At the time, I was clueless about who I was, let alone what I wanted. That moment with Ms. O’Connor began an ongoing process of learning to accept myself exactly as I am in the world as it actually is. This has been both challenging and, at times, very scary. But – yowza! – it’s also, in my opinion, the most alive way to live. How can we possibly be happy without first being our real selves? So – back to Small Blessings – in general, I think I’m interested in writing about nice, well-meaning people who are willing to face the extreme challenge of accepting themselves as they really are and, in the process, learning what it is they really, truly want.

What were your experiences with reading when you were growing up? Was there a pivotal moment in discovering literature when you knew that you wanted to be a writer?

My mother read aloud to me way past the age when I could read on my own. She was an English professor who loved literature, and she made Dickens and Shakespeare and Jane Austen as real to me as second grade. I think that’s when I fell in love with words and their power to tell other people’s stories.

Long years reporting in the NPR system only fueled this love.
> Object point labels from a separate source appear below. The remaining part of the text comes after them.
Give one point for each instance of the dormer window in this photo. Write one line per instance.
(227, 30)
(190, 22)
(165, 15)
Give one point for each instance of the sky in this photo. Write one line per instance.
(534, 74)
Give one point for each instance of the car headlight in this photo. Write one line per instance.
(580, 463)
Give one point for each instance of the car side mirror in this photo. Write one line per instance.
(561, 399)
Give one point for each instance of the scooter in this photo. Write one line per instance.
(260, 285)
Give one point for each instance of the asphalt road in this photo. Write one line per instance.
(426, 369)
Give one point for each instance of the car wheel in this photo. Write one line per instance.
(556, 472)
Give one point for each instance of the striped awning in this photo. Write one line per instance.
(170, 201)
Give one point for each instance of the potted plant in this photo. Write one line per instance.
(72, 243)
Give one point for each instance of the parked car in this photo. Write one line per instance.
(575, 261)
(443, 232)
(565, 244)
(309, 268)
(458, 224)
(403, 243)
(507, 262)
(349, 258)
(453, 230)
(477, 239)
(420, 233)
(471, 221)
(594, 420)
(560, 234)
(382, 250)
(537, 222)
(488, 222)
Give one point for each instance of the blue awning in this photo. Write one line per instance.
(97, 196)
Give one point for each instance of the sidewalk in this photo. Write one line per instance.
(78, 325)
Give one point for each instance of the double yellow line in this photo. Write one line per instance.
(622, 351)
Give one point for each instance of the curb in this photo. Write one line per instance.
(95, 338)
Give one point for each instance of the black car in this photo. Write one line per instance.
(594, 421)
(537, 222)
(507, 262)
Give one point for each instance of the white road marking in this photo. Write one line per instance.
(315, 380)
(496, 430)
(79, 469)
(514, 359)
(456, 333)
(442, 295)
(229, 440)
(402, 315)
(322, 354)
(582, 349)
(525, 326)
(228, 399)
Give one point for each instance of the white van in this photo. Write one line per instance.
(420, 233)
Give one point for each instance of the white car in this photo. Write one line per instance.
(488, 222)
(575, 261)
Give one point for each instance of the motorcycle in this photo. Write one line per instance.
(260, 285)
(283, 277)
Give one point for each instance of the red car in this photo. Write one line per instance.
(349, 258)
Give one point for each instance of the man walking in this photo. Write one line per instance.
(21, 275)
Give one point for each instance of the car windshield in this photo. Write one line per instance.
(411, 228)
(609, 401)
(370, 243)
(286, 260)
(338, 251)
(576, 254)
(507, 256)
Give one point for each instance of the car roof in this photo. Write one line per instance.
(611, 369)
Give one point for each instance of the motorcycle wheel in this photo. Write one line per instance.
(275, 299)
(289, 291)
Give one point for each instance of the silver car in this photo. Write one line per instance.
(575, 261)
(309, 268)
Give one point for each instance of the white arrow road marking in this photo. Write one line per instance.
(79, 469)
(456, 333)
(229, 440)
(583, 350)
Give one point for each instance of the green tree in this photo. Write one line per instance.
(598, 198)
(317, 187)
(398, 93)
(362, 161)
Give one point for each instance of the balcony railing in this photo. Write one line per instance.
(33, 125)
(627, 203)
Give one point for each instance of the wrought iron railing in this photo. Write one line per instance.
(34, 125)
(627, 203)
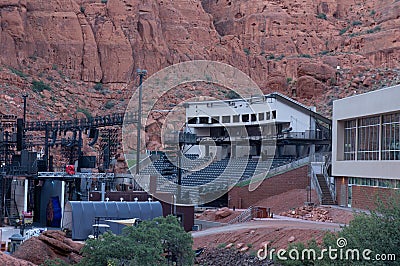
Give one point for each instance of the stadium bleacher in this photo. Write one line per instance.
(199, 171)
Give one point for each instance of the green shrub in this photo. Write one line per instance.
(305, 55)
(270, 56)
(343, 31)
(376, 29)
(98, 86)
(321, 16)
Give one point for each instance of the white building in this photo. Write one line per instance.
(263, 118)
(366, 146)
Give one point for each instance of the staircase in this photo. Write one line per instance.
(245, 216)
(10, 205)
(326, 194)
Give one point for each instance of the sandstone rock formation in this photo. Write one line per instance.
(49, 245)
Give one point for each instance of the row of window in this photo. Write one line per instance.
(264, 116)
(367, 138)
(374, 182)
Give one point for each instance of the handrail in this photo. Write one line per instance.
(330, 185)
(315, 183)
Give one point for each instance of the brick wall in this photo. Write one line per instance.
(341, 185)
(241, 197)
(364, 197)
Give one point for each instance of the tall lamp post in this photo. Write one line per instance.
(24, 122)
(142, 73)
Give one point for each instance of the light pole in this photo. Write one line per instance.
(141, 73)
(24, 122)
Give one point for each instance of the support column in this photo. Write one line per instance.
(62, 203)
(26, 195)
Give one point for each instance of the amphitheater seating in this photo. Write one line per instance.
(198, 171)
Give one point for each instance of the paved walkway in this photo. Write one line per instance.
(277, 222)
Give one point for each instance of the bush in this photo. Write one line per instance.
(321, 16)
(18, 73)
(98, 86)
(343, 31)
(305, 55)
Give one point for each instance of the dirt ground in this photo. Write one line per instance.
(285, 202)
(276, 233)
(209, 215)
(257, 238)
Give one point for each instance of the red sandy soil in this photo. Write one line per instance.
(278, 236)
(209, 215)
(289, 200)
(284, 202)
(256, 238)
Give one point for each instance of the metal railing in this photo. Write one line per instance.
(315, 184)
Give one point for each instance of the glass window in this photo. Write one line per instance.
(204, 120)
(368, 138)
(226, 119)
(215, 119)
(350, 140)
(192, 120)
(391, 137)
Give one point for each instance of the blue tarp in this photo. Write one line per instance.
(80, 216)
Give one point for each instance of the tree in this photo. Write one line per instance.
(145, 244)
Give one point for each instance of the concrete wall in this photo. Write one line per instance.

Stories allow us to inhabit the lives of people we will never meet (or who will never exist, in the case of fiction), try on their viewpoints, experience their struggles and triumphs, feel their emotions. I can truthfully never remember not wanting to be a story teller in some form or other.

Who was your favorite character to write, and why did you have an affinity for that character in particular?

I love all my characters, and I was surprised by how much I missed their company once Small Blessings was finished. Writing Agnes Tattle (Tom Putnam’s mother-in-law) was a real blast, because she is so no-nonsense and straightforward.

About the Author: Martha Woodroof was born in the South, went to boarding school and college in New England, ran away to Texas for a while, then fetched up in Virginia. She has written for NPR, npr.org, Marketplace and Weekend America, and for the Virginia Foundation for Humanities Radio Feature Bureau. Her print essays have appeared in such newspapers as the New York Times, The Washington Post, and the San Francisco Chronicle. Small Blessings is her debut novel. She lives with her husband in the Shenandoah Valley. Their closest neighbors are cows.